Hemy's early development was complex. Born in Newcastle, he entered the local School of Design in 1852, encountering William Bell Scott, who was then the master. During the mid-1850s it was touch and go whether he would be a painter at all since he toyed with the idea of becoming a Roman Catholic priest and in the summer of 1856 suddenly went off to sea on a collier brig. By 1859, however, his career as a sailor was over, and by his twenty-first birthday in May 1862 he had realised that he had no vocation for the priesthood either. Returning from a stay in the Dominican monastery at Lyons, he finally settled down to painting, nurturing the seeds of Pre-Raphaelite influence sown ten years earlier by Bell Scott by studying the works of Millais, Holman Hunt, Madox Brown and Dyce at the International Exhibition of 1862. This experience, together with his reading of Ruskin, led him to adopt the detailed Pre-Raphaelite style seen in the oils and watercolours of the next few years.

The present watercolour was painted at Monkseaton on the Northumberland coast, half a mile south of Whitley Bay and ten miles north-east of Newcastle, Hemy's birthplace. His father still lived in the area, moving to Gateshead in 1863, and Hemy painted several local views at this time, hoping to sell them to dealers. They included The Spanish Battery, mentioned above, and The Ruin of a Northumberland Keep (Laing Art Gallery, Newcastle), which was included in the Hemy Exhibition held at Newcastle and Plymouth in 1984 (cat. no. 9, illustrated). Another picture, Among the Rocks when the Tide is out (same catlogue, p. 20, fig. 4), is so close to our watercolour in design and detail that it too was almost certainly painted at Monkseaton, a picturesque spot, once owned by the monks of Tynemouth, that was becoming popular with tourists.

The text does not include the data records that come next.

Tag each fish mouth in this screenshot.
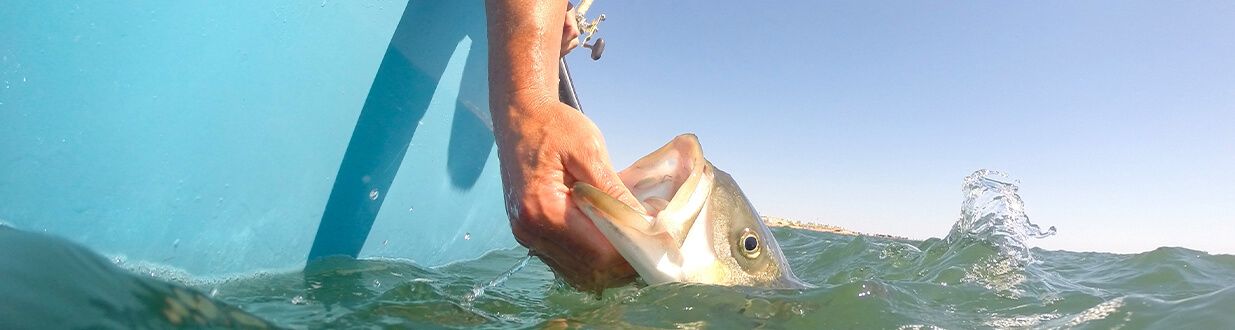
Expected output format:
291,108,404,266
571,183,682,283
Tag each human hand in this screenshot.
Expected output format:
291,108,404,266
494,92,643,292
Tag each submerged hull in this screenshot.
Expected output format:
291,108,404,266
0,0,515,276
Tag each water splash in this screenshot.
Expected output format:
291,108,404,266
946,169,1055,263
463,253,532,304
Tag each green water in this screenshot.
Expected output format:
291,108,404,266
0,171,1235,329
0,224,1235,329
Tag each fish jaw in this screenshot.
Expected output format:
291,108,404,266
571,182,683,284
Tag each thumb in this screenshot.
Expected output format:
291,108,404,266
567,147,647,214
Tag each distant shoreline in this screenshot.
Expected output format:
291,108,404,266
762,215,909,240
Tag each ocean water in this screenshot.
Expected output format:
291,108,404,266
0,171,1235,329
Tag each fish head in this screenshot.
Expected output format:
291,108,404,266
572,135,809,288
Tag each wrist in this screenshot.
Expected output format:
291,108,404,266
489,88,562,131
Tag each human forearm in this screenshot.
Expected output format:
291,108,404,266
485,0,566,124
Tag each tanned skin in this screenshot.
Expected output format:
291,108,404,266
485,0,643,292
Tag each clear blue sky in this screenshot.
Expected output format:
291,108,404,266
569,0,1235,253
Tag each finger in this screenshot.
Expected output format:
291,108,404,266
567,146,647,214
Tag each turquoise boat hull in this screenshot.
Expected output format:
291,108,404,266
0,0,515,276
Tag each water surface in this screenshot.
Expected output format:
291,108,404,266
0,172,1235,329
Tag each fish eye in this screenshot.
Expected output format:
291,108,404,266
739,229,760,258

Moreover, linking the two images sheds light on each. There seems to be some question as to whether the painting is dated 1862 or 1865; its close relationship with the watercolour suggests that 1862 is correct. Equally, the influence of Bell Scott, which Andrew Greg, the author of the Hemy exhibtion catalogue, sees in the painting, is no less relevant to the watercolour. Scott remained master of the Newcastle School of Design until 1864, and he and Hemy may well have resumed contact in 1862. By way of comparison, Greg cites a view on the Northumberland coast that Scott painted that very year, now in the William Morris Gallery, Walthamstow (Hemy exh. cat., p. 20. fig. 5).

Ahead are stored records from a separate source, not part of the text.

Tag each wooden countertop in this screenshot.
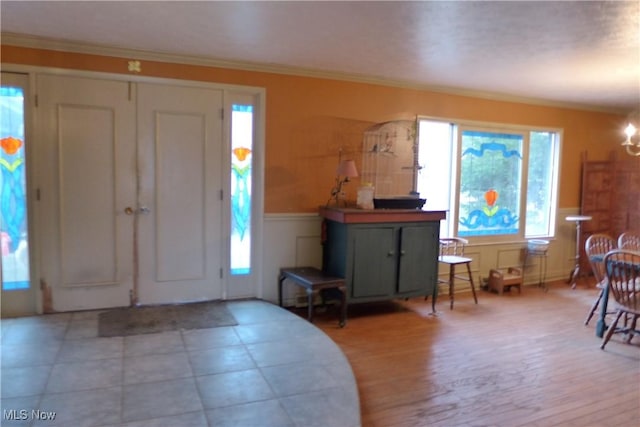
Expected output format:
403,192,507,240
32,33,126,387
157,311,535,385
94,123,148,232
319,206,447,224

Hemy's Pre-Raphaelite phase was not to last. By the mid-1860s he was painting atmospheric landscapes under the influence of George Pinwell, Fred Walker and J.W. North, and in 1867 he went to Antwerp to study under Baron Leys. A product of this period, very close to Leys in style and indeed actually worked on by him, was offered in these Rooms on 25 October 1991, lot 40. It was only after he had returned to England following Leys' death in August 1869 that Hemy began to develop his familiar mature style, a bold painterly technique applied to marine subjects.